A Safety and Efficacy Study of Ligelizumab in the Treatment of CSU in Japanese Patients Inadequately Controlled With H1- Antihistamines

Launched by NOVARTIS PHARMACEUTICALS · Apr 5, 2019

Keywords

ClinConnect Summary

This was a Phase III multi-center, open-label, single arm study. The study consisted of 3 distinct periods:

Screening period (Day -28 to Day -14): Subjects who gave informed consent were assessed for eligibility during this period which lasted for up to 4 weeks.

Treatment period (52 weeks): Subjects had site visits every 4 weeks during this period to receive study drug and complete on-site assessments.

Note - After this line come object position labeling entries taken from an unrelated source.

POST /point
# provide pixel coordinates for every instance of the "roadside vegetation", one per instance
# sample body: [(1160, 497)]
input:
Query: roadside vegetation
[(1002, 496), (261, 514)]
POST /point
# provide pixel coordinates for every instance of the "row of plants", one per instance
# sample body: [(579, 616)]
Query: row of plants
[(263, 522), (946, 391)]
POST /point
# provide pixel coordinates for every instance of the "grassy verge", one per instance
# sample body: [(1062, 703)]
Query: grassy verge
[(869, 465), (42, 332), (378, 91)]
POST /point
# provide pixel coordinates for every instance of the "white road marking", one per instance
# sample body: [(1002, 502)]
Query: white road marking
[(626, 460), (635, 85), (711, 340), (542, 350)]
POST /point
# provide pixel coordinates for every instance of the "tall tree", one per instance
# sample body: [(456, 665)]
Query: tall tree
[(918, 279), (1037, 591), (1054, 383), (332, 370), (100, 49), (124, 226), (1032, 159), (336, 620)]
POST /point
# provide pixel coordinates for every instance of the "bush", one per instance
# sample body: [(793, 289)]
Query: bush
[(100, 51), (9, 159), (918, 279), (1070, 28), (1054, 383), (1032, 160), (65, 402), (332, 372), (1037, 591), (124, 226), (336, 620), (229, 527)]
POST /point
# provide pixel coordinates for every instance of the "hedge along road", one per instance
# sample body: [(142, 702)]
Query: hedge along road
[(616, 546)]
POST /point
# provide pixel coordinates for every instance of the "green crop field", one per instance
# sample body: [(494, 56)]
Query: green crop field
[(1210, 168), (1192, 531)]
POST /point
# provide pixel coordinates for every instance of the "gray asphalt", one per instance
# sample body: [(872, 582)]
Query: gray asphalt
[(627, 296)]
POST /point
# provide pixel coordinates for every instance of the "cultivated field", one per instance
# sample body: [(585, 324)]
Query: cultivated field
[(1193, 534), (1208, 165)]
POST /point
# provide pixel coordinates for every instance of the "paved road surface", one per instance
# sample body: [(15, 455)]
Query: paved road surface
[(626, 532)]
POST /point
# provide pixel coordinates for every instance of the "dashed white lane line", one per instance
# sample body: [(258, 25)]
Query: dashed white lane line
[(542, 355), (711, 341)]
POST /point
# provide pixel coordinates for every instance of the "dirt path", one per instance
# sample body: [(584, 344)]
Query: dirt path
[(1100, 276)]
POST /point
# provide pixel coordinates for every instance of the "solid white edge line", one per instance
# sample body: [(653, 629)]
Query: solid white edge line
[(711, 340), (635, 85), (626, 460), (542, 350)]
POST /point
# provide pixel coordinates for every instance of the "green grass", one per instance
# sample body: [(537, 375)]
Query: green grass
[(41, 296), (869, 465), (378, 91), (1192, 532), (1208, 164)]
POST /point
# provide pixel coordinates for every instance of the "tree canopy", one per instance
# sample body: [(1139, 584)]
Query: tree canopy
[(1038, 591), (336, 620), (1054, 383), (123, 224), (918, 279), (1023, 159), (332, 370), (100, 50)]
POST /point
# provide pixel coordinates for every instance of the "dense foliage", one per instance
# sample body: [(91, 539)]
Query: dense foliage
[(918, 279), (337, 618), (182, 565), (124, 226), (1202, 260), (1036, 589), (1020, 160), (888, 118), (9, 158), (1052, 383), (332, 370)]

Post-treatment follow-up period (12 weeks): Subject had site visits every 4 weeks with the final visit occurring 16 weeks after the last treatment dose. No study treatment was given during...

Gender

ALL

Eligibility criteria

• Key Inclusion Criteria:
• • Signed informed consent must be obtained prior to participation in the study
• • Male and female subjects ≥ 18 years of age at the time of screening
• • CSU diagnosis for ≥ 6 months
• * Diagnosis of CSU refractory to H1-AH at approved doses at the time of Baseline (Visit 110, Day 1), as defined by all of the following:
• • The presence of itch and hives for ≥ 6 consecutive weeks at any time prior to Visit 1 (Day -28 to Day -14) despite current use of non-sedating H1-AH (at locally approved doses) during this time period
• • UAS7 score (range 0-42) ≥ 16 and HSS7 (range 0-21) ≥ 8 during the 7 days prior to baseline (Visit 110, Day 1)
• • Subjects must be on H1-AH at only approved doses for treatment of CSU for starting at Visit 1 (Day -28 to Day -14)
• • Willing and able to complete a daily symptom electronic Diary (eDiary) for the duration of the study and adhere to the study visit schedules
• Key Exclusion Criteria:
• • History of hypersensitivity to any of the study treatments or excipients or to drugs of similar chemical classes (i.e. to murine, chimeric, or human antibodies)
• • Subjects having a clearly defined, predominant trigger of their chronic urticaria (CU) (chronic inducible urticaria (CINDU)) including
• • - urticaria factitia (symptomatic dermographism), cold-, heat-, solar-, pressure-, delayed pressure-, aquagenic-, cholinergic-, or contact-urticaria
• • Diseases, other than chronic urticaria, with urticarial or angioedema symptoms such as urticarial vasculitis, erythema multiforme, cutaneous mastocytosis (urticaria pigmentosa), and hereditary or acquired angioedema (e.g., due to C1 inhibitor deficiency)
• • Subjects with evidence of helminthic parasitic infection as evidenced by stools being positive for a pathogenic organism according to local guidelines. All subjects will be screened at Visit 1. If stool testing is positive for pathogenic organism, the subject will not enter treatment period and will not be allowed to rescreen
• • Any other skin disease associated with chronic itching that might influence in the investigator's opinion the study evaluations and results (e.g. atopic dermatitis, bullous pemphigoid (BP), dermatitis herpetiformis, senile pruritus, etc)
• • Prior exposure to ligelizumab
• • Any H2 antihistamine, Leukotriene Receptor Antagonist (LTRA) (montelukast or zafirlukast) or H1 antihistamines use at greater than approved dose after Visit 1
• • Other protocol-defined inclusion/exclusion criteria may apply.